炭酸飲料の種類別では、(図4)に示すように炭酸水およびコーラ飲料用びんの耐内圧力強度が高かった。これはコーラ飲料用びんの容量が120〜200mlに偏っているためと思われる。また、容量別にみたときに300ml以上の割合が一番多い透明飲料は、他の種類のものに比べて破壊圧力が低いものが多くなっている。
破壊オリジンについては、全体的には接触する頻度が最も高い底の部分に多いことがわかった。しかし、リターナブルびんは胴の部分にも目立っていた。これはスカッフィング部分からの破壊オリジンがあったためであった。(図5-1.2)。
W/C (weight/content)については、リターナブルびんのみ検討した。W/C からみた圧力別の破壊割合は0.9以上1.2未満では全びんが破壊し、破壊圧力は(図6-1)に示すとおりであった。1.2以上1.6未満では(図6-2)に示すように42%が40kg/cm2 以上の耐内圧力をもっていた。また、1.6以上1.9未満では(図6-3)に示すように74%が40kg/cm2 以上の耐内圧力をもっていた。残りの26%も20kg/cm2 以上の耐内圧力をもっていた。W/Cの値が高くなると、びんの肉厚も総体的に厚くなり当然のことながら耐内圧力強度が高いびんの割合が多くなった。ワンウェイびんについてはW/Cと破壊圧力との関連は、認められなかった。

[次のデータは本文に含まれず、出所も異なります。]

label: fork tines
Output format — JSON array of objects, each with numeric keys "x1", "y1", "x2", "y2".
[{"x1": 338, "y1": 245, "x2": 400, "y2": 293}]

1971年当時は、ガラスびんのコスト低減をはかるため、びんの重量を安易に減らしたことと、それに対応する製造技術からびんの肉厚が薄くなり均一性にも問題が残ったため、びんの耐内圧力強度の低下を招き破裂事故が続発した。
夏の炎天下での車内に放置された飲料の液温は90℃近くにまで上昇する。この場合、ガス内圧力3.7kg/cm2 の製品は14kg/cm2 程度にまで上昇する可能性がある。今回の試験でサンプルとして使用したびんは、すべて14kg/cm2 以上の耐内圧力をもっていたので安全性は一応確保されているといえる。もちろん、びんのビリ、当たり傷、偏肉、石、泡、深いスカッフィング等があればこの限りではない。
清涼飲料の容器としてガラスびんは種々の中身品質に対する影響、商品価値、リサイクルにも優れ、やはりA級の価値があるといえる。そして、将来また脚光をあびる可能性を秘めている。
製造技術の向上に伴い、ガラスびんの安全性は高まっている。しかしガラスびんに対する基本技術をしっかりもっている必要があり、耐内圧力強度の管理も基本技術の一つとして確立されていなければならない。ガラスびんの特徴および現状をよく把握しておくことは将来の飲料業界の発展およびHACCP管理に欠くことのできない事項であることを強く認識していただきたいと思っている。